Family mediation is a voluntary process, where a neutral mediator supports family members to make decisions, often but not always in the context of separation or divorce. Family mediation can also be used to resolve parenting issues, and to develop cohabitation agreements or marriage contracts.

    • Mediation is voluntary: Mediation is a process to negotiate your own agreement with support and assistance.
    • The mediator is neutral and impartial: In mediation, the mediator helps you and your former spouse articulate needs and concerns, assists in identifying options, and supports both spouses in creating an agreement. The mediator does not take sides.
    • Mediation helps parents focus on children’s best interests:  In family mediation, the mediator will help parents have meaningful conversations about what arrangements will be best for their children once they are living in two households.
    • Mediation is confidential: At Bluewater Mediation, all mediation is conducted on a confidential basis. This means that anything said cannot be used in Court or other proceedings. In addition, the mediator cannot ordinarily be called upon later to testify in a court proceeding about what happened at the mediation or to disclose any documents that may have been prepared in the mediation. Those entering mediation sign an agreement at the beginning of the process that sets out terms with respect to confidentiality.
    • Mediation is cost-effective: While the mediator cannot guarantee that you will reach agreement, However, for most people, mediation is significantly more cost effective than proceeding in Court, or than traditional negotiation between lawyers.
    • Mediation of some but not all issues: You can choose to take some issues to mediation rather than all. For example, you could decide to mediate issues related to parenting, while addressing financial or other issues in the court process, or visa versa.

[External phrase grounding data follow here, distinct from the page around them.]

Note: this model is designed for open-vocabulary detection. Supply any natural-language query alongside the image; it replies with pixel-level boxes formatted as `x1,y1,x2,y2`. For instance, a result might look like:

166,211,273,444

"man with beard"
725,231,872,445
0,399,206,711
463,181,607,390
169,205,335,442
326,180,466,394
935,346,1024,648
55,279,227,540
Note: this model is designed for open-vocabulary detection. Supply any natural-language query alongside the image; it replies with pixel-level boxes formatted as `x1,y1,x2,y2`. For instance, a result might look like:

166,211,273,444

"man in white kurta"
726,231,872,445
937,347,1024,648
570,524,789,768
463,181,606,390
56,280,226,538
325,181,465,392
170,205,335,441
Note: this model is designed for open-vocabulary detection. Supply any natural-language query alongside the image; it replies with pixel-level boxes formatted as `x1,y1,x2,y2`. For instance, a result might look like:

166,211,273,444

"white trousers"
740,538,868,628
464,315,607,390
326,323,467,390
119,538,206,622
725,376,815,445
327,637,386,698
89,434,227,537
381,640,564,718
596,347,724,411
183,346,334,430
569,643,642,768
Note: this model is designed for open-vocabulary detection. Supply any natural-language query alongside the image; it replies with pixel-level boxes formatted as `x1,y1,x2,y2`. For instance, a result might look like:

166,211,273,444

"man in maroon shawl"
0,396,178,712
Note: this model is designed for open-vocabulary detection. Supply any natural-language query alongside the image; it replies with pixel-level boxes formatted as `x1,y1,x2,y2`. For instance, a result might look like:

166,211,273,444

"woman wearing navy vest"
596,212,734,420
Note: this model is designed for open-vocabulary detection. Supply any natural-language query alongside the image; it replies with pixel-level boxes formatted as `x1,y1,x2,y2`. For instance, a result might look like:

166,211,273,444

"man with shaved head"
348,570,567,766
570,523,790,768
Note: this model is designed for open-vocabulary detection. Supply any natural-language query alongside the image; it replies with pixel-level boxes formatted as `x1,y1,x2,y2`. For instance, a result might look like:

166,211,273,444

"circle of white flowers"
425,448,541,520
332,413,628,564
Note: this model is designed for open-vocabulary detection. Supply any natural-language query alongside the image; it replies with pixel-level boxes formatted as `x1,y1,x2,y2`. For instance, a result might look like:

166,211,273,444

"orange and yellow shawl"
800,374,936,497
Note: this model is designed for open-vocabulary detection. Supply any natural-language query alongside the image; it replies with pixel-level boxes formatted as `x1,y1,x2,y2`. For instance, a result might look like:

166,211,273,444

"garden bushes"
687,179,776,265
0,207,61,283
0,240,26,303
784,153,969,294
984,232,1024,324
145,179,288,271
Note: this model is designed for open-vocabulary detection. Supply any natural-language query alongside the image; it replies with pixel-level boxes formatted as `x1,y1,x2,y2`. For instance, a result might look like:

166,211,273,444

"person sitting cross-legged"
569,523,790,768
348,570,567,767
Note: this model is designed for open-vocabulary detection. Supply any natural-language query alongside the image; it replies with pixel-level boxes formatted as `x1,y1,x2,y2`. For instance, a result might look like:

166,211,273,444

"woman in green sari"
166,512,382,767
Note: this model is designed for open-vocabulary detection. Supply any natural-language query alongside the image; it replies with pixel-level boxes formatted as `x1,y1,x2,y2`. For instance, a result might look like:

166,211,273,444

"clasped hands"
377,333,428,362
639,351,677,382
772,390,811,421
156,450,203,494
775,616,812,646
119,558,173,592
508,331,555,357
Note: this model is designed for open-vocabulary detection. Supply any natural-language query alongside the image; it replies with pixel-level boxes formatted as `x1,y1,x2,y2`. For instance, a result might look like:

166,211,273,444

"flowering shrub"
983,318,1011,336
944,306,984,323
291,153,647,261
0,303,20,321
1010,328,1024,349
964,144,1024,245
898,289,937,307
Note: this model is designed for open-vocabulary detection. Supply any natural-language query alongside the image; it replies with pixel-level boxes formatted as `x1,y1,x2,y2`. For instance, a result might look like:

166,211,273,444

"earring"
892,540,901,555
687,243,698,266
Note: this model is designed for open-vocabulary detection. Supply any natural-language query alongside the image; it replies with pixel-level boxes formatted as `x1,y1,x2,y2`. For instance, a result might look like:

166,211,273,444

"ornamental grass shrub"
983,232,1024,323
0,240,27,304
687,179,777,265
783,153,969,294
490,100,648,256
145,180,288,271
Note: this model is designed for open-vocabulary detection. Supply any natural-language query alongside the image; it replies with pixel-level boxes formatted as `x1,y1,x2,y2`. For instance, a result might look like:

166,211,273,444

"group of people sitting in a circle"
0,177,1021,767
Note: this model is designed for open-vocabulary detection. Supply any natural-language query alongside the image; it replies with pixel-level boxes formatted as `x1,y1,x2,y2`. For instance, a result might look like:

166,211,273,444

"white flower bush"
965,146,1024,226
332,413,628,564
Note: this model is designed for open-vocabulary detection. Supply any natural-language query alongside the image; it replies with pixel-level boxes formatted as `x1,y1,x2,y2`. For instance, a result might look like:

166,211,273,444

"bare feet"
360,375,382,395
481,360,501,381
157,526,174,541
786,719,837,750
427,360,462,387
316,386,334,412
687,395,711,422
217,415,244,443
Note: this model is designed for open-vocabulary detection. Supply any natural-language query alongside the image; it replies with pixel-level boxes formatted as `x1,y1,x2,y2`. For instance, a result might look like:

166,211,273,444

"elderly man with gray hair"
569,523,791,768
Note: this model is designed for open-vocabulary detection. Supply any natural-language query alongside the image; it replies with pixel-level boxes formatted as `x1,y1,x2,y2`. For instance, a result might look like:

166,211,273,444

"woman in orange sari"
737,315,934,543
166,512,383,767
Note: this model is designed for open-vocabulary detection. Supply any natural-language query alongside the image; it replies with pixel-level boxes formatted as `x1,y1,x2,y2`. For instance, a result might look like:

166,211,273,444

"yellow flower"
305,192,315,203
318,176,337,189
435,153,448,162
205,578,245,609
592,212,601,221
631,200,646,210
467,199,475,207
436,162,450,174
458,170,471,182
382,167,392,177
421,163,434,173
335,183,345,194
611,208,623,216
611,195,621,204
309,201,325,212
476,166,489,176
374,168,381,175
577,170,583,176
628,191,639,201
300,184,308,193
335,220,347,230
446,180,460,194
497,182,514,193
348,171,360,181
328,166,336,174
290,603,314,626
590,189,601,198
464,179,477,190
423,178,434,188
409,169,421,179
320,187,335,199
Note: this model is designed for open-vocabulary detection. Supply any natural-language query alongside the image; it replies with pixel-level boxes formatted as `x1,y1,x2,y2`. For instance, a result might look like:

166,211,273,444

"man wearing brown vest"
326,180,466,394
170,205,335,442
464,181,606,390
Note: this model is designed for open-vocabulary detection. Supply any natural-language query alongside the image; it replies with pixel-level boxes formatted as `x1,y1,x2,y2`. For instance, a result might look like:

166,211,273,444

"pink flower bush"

    • Mediation requires good faith and full disclosure: The family mediation process requires that participants make a commitment to proceeding in good faith and to sharing all relevant information related to finances and other issues.
  • The mediator does not provide legal advice: The mediator facilitates a process where you and your spouse make a plan for your family’s future, together. The mediator does not, and cannot, provide legal advice. Before any agreement is finalized, each spouse is strongly encouraged to consult a lawyer to receive independent legal advice on the agreement. This is to ensure that each person understands his or her legal rights and is making informed decisions. Each spouse is also strongly encouraged to arrange for a legal consultation in advance of the mediation process.